Вступление: Самая большая партизанская тайна
В период временной нацистской оккупации части территории Советского Союза, с конца июня 1941 г. по начало мая 1945 г.[406], под контролем оккупантов находилось от 30 до 40 % всего тогдашнего, почти двухсотмиллионного населения «страны Советов», что составляло 70–80 млн человек[407]. Уже в июне – июле 1941 г. в Прибалтике, в западных областях Украины и Белоруссии создаваемые немцами военная и гражданская оккупационные администрации начали привлекать к сотрудничеству по целому ряду вопросов местные прогермански настроенные элементы – националистов, этнических немцев, лиц, так или иначе пострадавших от советской власти.
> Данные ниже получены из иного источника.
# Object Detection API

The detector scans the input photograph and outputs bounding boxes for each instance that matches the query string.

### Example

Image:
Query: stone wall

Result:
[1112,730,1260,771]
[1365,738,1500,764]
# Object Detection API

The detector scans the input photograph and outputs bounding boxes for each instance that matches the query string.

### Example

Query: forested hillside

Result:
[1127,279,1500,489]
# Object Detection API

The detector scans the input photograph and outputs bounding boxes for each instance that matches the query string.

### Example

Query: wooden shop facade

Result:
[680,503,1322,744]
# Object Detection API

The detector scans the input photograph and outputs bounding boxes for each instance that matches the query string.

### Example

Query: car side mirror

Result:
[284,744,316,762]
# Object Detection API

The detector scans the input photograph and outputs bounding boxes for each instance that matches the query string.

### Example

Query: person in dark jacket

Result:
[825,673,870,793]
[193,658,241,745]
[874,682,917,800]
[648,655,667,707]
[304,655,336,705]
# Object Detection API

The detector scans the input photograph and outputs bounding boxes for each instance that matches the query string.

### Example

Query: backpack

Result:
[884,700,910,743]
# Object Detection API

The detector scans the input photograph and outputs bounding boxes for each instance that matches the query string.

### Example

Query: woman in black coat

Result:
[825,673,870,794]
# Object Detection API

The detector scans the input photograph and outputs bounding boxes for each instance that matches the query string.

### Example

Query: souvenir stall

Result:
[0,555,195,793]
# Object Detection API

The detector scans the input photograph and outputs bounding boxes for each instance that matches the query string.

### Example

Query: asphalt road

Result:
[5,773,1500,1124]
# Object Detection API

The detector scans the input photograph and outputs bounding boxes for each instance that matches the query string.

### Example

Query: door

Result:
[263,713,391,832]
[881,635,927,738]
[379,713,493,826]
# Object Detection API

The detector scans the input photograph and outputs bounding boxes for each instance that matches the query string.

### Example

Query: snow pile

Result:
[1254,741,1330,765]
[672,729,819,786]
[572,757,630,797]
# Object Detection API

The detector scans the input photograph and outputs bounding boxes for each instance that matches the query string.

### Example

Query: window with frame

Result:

Помимо активного участия в выявлении, концентрации и уничтожении оставшихся евреев и представителей партийно-советского актива, эти первые коллаборационисты[408] выстраивали подконтрольные оккупантам сети «местных самоуправлений», помогали новым «хозяевам» бороться с зарождающимся антинацистским сопротивлением и сторожить военнопленных, а также восстанавливали и охраняли поврежденные в ходе военных действий необходимые вермахту объекты инфраструктуры и обеспечивали текущие материальные потребности немецких тыловых органов и фронтовых частей[409].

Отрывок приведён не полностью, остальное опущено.